By Naomi Jones
If you’ve got your gardening cap on but the weather conditions are holding you back, then the best thing to do is take the opportunity to stay indoors and plan your planting schemes! Order plants and summer bulbs now and you can look forward to their arrival when the weather warms up a bit. Fragrant begonias are definitely one for the shopping list. If you fancy showing off big, impressive hanging baskets this summer, look no further.
These unique varieties have wonderfully scented flowers, which isn’t usually associated with begonias. Each plant produces masses of large, double blooms continuously throughout summer, with long stems that tumble elegantly out of pots, baskets or window boxes.
Fragrant (or odorata) begonias easy to grow and reliably put on a good show. They can even tolerate a bit of shade which makes them a great choice for brightening up a north-facing patio, an enclosed courtyard garden or for hanging either side of the front door.
Begonias are frost tender, but one of the great benefits of using them for summer bedding is that you can remove them from their containers, store them for winter and use them again the following year.
Fragrant Begonias in brief:
Grown from tubers, plant in spring
Flowers during summer and autumn
Height 40cm Spread 40cm
Grows in any free-draining soil
Suitable for containers
Thrives in full sun or partial shade
Frost tender, store indoors for winter
- Attracts bees and butterflies
Three of the best fragrant begonias
Stop and smell the begonias. Beautiful flowers with a delightful fragrance, odorata begonia meets the bill in providing this delicious combo. The various plants in the fragrant begonia family will give you a lovely show in containers on your shaded patio or covered porch. Here are three of our favourite scented begonia varieties:
Begonia odorata 'Angelique'
This stunning variety has large pink-blushed double blooms opening from dark pink buds which gives a gorgeous two-tone effect.
Begonia odorata 'Pink Delight'
A fantastic shade of pink for any garden. The intricate double blooms are a marvel close up and the sheer quantity of them means they provide high-impact colour from a distance too!
Begonia odorata 'Red Glory'
Vivid red blooms will light up any dull space, or equally well provide a truly eye-catching pop of colour on a sunny patio or hanging basket.
How to grow Fragrant Begonias
Begonias are grown from tubers. They’re very easy to grow, and the best time to start them off is in the spring. You can often find ready-grown begonias at garden centres in the summer, but they tend to be more expensive when bought this way and also not as healthy. Fragrant begonias are available to order online throughout early spring and will be sent out to you when the weather conditions are right, and just at the right time to pot them up.

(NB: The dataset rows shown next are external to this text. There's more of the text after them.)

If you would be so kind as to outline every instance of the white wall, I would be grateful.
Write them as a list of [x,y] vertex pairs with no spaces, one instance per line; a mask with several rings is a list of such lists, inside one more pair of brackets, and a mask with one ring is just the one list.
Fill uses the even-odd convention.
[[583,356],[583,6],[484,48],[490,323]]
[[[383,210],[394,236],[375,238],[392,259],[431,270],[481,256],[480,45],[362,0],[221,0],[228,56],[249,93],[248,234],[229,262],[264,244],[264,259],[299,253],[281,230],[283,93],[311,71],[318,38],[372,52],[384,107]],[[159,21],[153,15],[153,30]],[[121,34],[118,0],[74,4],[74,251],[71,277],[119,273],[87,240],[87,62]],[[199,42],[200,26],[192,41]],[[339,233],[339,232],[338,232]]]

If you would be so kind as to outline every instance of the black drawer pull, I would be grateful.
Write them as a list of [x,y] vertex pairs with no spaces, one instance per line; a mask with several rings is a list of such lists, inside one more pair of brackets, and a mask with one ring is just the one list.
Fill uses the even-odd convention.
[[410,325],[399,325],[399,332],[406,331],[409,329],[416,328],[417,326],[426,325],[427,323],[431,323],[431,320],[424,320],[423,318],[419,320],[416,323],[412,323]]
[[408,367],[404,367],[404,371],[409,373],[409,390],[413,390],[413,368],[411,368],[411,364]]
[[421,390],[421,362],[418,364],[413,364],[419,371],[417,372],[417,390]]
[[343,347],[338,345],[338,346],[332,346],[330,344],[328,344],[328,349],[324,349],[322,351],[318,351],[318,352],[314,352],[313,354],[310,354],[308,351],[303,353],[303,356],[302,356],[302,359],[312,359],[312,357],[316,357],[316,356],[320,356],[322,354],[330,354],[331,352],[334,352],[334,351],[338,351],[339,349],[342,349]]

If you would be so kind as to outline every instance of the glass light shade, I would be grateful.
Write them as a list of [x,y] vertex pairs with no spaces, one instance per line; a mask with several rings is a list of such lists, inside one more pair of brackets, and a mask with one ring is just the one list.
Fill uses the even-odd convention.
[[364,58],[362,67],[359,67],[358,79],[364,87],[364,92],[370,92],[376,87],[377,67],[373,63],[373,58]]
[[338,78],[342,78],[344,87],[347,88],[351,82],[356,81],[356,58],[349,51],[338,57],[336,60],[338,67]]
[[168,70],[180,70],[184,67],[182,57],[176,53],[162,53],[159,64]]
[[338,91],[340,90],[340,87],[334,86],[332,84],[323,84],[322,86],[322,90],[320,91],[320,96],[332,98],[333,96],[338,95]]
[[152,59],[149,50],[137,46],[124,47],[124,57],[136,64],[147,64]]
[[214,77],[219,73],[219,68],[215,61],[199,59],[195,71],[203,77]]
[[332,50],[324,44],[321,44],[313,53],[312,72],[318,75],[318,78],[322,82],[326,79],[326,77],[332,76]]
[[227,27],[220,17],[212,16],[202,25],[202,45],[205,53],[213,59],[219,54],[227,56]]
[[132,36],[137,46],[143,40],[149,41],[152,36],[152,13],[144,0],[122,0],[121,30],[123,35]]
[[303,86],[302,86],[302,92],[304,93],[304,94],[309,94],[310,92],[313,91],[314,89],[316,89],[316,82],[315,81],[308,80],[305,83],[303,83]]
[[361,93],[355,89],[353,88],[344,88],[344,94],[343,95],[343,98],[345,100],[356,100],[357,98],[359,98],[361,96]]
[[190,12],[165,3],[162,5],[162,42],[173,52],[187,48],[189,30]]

Being frost tender, begonias require protected growing conditions to start with. If you have a greenhouse, conservatory or a spare windowsill, that’ll be perfect. You’ll need to grow them on indoors until the risk of frost has passed, which is normally around mid to late May.
How to plant fragrant begonias:
- Prepare your patio containers or hanging baskets by filling them with multi-purpose compost. It’s a good idea to mix in some slow-release fertiliser granules at this stage, which will feed the plants gradually throughout the season.

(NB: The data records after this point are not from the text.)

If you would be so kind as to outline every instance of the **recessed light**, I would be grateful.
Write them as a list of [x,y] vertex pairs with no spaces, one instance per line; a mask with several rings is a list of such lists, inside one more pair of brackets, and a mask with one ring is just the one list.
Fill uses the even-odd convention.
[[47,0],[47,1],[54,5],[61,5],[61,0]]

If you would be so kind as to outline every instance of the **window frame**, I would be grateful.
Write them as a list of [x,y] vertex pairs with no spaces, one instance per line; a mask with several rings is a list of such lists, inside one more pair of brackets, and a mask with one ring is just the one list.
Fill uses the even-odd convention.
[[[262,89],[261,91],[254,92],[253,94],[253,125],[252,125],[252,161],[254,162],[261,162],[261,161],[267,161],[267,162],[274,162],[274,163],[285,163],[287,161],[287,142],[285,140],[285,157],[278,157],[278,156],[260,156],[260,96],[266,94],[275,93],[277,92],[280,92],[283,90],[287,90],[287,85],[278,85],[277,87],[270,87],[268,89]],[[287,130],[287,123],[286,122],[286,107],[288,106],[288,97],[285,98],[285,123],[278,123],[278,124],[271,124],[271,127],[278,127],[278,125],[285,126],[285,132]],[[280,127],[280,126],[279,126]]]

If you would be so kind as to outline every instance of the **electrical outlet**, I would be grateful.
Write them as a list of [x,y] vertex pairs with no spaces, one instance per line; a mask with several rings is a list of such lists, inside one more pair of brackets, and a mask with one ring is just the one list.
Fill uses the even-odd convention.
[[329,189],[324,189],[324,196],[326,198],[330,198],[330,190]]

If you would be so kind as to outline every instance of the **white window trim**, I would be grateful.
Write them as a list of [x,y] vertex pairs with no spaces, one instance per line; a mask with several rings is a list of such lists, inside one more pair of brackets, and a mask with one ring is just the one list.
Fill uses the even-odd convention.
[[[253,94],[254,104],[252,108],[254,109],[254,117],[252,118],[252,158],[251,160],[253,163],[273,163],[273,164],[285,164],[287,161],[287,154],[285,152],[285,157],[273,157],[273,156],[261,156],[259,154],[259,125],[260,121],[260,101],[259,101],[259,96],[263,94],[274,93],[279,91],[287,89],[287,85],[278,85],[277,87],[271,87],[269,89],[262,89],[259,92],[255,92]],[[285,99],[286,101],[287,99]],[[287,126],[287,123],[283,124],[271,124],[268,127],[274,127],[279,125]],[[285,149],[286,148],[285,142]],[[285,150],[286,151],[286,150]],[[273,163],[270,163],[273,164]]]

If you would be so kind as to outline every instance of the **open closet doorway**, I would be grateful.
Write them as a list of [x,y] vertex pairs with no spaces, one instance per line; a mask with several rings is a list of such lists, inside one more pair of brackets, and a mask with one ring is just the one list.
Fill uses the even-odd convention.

- Make shallow indents in the compost (approx. 3cm deep) and position your tubers in the indents, concave side up. Allow a 20cm spacing between the tubers.
- Cover them over with a dusting of compost and give them a thorough but gentle watering.
- Leave them in a bright, frost-free place to grow, watering whenever the soil looks dry.
- Once risk of frost has passed, move your containers to their outdoor positions. You can display them outside earlier in the spring, but only during the day on mild days – this hardens them off gradually so they don’t get a shock when they are put outside.
Fragrant begonias are easy to look after. The main thing to keep on top of is watering, especially when you’re planting in containers which can dry out quickly. You can help to keep your plants healthy and encourage them to produce the maximum amount of flowers by feeding them once a fortnight with a liquid feed – a tomato fertiliser is ideal. Regular deadheading is also a good idea to keep your displays looking fresh and neat.
If you’re hoping to save your scented begonias to use again the following year, it’s important to store them before the first frosts. To do this, simply remove all the foliage, tip them out of the containers and shake off any compost. Store the tubers in a dry, frost-free place throughout winter, before potting up again the following spring.